Why does opening a file in two different encodings work as expected?

127 views Asked by At

Quoting from here,

The default encoding is platform-dependent, so this code might work on your computer (if your default encoding is utf-8), but then it will fail when you distribute it to someone else (whose default encoding is different, like CP-1252).
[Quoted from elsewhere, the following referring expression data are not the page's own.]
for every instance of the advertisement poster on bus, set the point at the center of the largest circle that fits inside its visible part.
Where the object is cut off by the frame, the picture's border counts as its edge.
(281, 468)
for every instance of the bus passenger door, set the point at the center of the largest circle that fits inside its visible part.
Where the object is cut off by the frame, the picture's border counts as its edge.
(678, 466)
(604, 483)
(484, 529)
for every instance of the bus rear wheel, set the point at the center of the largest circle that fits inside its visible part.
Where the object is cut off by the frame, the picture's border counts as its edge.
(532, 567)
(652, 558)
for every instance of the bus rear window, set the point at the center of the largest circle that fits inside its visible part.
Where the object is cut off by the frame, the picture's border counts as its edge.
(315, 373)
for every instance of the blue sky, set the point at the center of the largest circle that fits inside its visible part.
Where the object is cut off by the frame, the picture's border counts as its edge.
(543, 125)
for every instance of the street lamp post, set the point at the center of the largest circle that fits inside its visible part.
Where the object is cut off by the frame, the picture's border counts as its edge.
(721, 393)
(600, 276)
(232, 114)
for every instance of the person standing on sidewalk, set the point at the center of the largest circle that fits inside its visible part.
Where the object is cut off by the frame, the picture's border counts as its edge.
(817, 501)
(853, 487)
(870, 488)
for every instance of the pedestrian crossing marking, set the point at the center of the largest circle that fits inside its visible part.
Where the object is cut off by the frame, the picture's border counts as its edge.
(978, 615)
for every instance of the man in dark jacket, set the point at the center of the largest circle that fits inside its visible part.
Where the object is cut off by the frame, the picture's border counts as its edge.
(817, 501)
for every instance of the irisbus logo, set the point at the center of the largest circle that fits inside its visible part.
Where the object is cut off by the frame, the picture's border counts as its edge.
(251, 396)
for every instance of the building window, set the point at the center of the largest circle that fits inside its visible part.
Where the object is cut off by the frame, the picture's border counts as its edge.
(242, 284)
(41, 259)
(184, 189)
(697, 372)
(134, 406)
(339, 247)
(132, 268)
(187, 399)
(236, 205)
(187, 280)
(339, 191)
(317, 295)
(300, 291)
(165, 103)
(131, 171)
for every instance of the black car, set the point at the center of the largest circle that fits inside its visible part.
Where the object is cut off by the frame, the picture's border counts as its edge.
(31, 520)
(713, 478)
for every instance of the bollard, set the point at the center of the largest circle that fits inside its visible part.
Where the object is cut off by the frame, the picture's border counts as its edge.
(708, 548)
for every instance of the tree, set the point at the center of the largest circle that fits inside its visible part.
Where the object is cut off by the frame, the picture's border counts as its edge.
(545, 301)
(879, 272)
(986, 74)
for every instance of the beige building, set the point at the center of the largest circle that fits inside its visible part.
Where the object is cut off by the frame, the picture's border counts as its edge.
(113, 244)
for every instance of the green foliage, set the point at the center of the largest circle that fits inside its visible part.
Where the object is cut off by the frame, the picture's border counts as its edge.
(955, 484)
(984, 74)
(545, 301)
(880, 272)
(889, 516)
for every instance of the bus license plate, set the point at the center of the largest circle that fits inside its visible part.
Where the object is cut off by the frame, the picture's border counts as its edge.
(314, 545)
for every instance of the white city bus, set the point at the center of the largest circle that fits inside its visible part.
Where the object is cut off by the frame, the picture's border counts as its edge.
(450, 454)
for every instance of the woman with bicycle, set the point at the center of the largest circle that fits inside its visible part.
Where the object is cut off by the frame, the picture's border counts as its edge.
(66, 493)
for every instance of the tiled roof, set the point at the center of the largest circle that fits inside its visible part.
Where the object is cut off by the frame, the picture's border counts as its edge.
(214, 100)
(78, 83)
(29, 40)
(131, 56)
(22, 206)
Code mentioned in the above quote:

fp = open('text.txt') # Assuming file exists
a_string = file.read()

I have created a file named text.txt (with random contents) in the current directory and the encoding of it is "ANSI 1252" (checked using notepad++). I have checked the default encoding of my system(windows) using

import locale
print(locale.getpreferredencoding())

which gives the output

cp1252

The code to read the file (which I've provided just below the quote) works as expected. It works even when I used

fp = open('text.txt', encoding='utf-8') # or `fp = open('text.txt', encoding='cp1252')`

How does the above code work for two different encodings? Shouldn't it give a UnicodeDecodeError or something like that?

2

There are 2 answers

0
mike3996 On BEST ANSWER

Decode would only fail if the input contains characters outside the encoding mapping. If your file is purely ASCII, it will be read in exactly the same in both cases.

0
cheesysam On

Looking here, the mappings are the same.

And from what I understand, the unicode standard was designed to be backwards compatible with ascii.